Crédito de la foto Facebook O. A.

 

 

Hinostroza, por Omar Aramayo

 

 

Conocí a Rodolfo el lluvioso año de 1963, primer gobierno de Belaunde, en Puno. Caminaba con una capota militar, verde olivo, que le llegaba hasta los pies, en compañía de Carlos Henderson; ambos se habían embarcado en Cooperación Popular, programa propiciado por Belaunde, que comprometía a jóvenes universitarios a un voluntariado que implicaba a su generación a insumirse en la experiencia peruana, andina; por eso estaba allí. La idea era buena, no hay que olvidar que Belaunde se inicia como izquierdoso en la política peruana.

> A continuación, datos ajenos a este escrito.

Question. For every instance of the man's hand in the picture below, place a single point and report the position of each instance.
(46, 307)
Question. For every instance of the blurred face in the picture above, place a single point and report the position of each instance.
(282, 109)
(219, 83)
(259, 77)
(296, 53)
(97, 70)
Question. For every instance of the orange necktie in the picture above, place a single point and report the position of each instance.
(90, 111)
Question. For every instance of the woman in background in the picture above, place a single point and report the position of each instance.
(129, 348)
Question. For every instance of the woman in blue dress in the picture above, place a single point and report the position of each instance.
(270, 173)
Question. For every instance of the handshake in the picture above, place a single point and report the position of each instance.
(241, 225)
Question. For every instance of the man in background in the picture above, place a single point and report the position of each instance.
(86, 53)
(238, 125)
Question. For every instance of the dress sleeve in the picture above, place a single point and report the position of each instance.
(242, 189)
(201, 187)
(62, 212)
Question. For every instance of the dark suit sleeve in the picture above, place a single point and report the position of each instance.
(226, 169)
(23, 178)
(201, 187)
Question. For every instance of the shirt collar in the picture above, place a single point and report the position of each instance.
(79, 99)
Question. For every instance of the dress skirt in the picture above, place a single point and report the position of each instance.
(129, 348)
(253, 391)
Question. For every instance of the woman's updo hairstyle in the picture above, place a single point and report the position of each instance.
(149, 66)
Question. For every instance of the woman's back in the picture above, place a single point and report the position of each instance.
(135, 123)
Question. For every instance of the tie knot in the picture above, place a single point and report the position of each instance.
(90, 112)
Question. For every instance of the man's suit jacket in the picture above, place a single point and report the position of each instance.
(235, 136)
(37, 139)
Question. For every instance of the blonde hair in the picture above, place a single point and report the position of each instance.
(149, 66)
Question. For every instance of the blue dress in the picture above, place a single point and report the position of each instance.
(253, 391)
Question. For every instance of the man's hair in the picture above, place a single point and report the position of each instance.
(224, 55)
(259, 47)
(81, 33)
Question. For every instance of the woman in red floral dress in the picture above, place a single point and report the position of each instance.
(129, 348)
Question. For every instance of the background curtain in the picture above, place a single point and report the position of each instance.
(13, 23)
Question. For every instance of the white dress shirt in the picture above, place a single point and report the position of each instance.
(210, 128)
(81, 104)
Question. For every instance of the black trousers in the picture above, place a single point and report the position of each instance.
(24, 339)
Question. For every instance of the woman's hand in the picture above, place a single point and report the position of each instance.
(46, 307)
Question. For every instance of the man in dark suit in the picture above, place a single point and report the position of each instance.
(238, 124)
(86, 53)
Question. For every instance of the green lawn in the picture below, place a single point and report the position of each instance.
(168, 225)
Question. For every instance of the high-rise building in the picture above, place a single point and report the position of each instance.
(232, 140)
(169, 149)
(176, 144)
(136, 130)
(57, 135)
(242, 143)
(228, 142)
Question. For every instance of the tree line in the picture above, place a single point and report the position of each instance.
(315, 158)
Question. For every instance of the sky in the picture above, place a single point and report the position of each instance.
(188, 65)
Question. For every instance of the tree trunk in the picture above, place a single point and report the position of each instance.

Entonces yo cursaba el cuarto de secundaria, Rodolfo tenía veintidós. Noche a noche le dimos mil vueltas a la Plaza de Armas de Puno y otras mil al Parque Pino, y por lo tanto a la calle Lima, cordón umbilical entre ambas, que nos observaba desde sus vitrinas, antes más bonitas que ahora. Yo era un muchachito indocumentado, tenía quince y mi uniforme escolar, del cual debía despojarme presuroso para ir en busca de los poetas que se alojaban en el colegio San Ambrosio, San Refugio, una especie de segunda oportunidad para los estudiantes del sur que habían fracasado en sus estudios. Recuerdo que dormían en bolsas de dormir; pero en fin y al fin, estaban en el Perú profundo. Aunque no creo que descubriese grandes cosas, era huaracino y salió de Huaraz a los 9; así lo rememora en sus poemas.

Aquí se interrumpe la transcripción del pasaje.